Procedures used in establishing 1991/92-crop loan rates for sugar and minimum support prices for sugarcane and sugarbeets - U.S. Dept. of Agriculture, Economic Research Service report

Situation and Outlook Report: Sugar and Sweetener, Sept, 1991 by Ron Lord

Consistent with that for other farm commodities, the concept of location differentials has been adopted for establishing loan rates for sugar. Section 403 of the Agricultural Act of 1949 provides the legislative authority for establishing location differentials. The primary function of location differentials is to equalize differences in freight costs, thereby eliminating an incentive that would otherwise exist for processors who are distant from markets to forfeit sugar to CCC. The regional loan rate was established by adding to or subtracting from the average loan rate the difference between a particular area's freight cost and the national weighted-average freight cost. For example, if the freight cost in a particular beet region is above the weighted average freight for all beet regions, the loan rate for that particular region would be below the average loan rate by the amount which the regional freight cost exceeds the weighted-average freight cost. On the other hand, a lower-than-average freight cost for a particular region would result in a loan rate that is higher than the average. An alternative would have been to include all transportation costs in determining the differential. Since freight is the principal element of transportation, the use of all costs would not have materially affected regional loan rates.

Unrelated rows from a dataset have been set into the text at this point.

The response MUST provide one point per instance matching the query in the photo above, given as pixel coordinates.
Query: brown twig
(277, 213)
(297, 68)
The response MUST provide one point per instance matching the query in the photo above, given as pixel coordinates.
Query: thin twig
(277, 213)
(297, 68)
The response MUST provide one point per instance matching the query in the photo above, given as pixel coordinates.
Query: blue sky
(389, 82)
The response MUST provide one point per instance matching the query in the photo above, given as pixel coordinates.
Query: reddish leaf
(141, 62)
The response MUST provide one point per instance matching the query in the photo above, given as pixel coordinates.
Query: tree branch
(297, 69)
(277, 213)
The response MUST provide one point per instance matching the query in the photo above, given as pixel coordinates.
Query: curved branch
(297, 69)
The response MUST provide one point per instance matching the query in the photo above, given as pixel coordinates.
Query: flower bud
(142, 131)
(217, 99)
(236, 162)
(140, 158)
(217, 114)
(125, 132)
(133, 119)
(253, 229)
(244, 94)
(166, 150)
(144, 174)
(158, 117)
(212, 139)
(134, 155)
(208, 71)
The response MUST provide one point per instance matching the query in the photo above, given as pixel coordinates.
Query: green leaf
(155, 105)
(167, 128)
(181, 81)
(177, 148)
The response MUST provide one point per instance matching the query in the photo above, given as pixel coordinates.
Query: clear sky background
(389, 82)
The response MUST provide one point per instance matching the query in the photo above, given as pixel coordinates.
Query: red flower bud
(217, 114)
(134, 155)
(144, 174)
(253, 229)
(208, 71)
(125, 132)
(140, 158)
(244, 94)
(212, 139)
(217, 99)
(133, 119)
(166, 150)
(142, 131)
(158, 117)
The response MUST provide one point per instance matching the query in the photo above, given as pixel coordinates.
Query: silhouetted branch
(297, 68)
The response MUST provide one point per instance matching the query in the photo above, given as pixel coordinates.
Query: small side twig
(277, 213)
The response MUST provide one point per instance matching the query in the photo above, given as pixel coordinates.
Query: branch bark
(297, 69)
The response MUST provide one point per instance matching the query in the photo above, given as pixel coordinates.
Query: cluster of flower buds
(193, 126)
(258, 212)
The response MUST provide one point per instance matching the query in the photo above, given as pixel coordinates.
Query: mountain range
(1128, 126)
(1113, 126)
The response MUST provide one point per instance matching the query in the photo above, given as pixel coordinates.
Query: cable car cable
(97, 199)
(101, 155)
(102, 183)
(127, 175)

Regional Minimum Support Prices for Sugarbeets

Prices paid for sugarbeets, excluding cooperative growers, are based on the processor's net return, sucrose content of the sugarbeets, and when specified in the contract, sale of byproducts. With the exception of Michigan and Ohio areas, sugarbeet growers do not share in the value of molasses and dried pulp. In establishing regional support prices for sugarbeets, expressed in dollars per net ton, fixed marketing expenses are deducted from regional loan rate to provide a basis for settlement, and a payment is derived from the payment scale in grower/processor contracts (table A-5). This basis for settlement is comparable with the net returns used in determining grower payments when sugar is sold in the marketplace. The payment was based on a 3-year national average sucrose content of 16.19 percent. The national weighted-average support level for 1991/92-crop sugarbeets is $34.67 a net ton. Consistent with grower/processor contracts, growers in Region 1 receive 53.1 percent of total returns from sugar, pulp, and molasses, expressed on the basis of a net ton of sugarbeets received. Accordingly, the support price was based on the basis for settlement of 22.63 cents as pound and the latest 3-year recovery of 241.46 pounds of sugar, which results in a value of $54.64 per net ton. To this is added the pulp and molasses value of $7.94 a net ton, which results in a value of $62.58 per net ton. The grower's share, 53.1 percent, is $33.23. All processors in Region 2 are cooperatives. The procedure for calculating the Region 2 support price is the same as for Region 1, since cooperative growers also share in byproduct credits. The basis for settlement is 21.88 cents a pound, and the latest 3-year sugar recovery is 247.89 pounds, resulting in a value of $54.24 for sugar in the beets. Pulp and molasses values add another $7.12 for a total of $61.36 per ton, and the 53.1 percent grower's share is $32.58 per net ton of sugarbeets.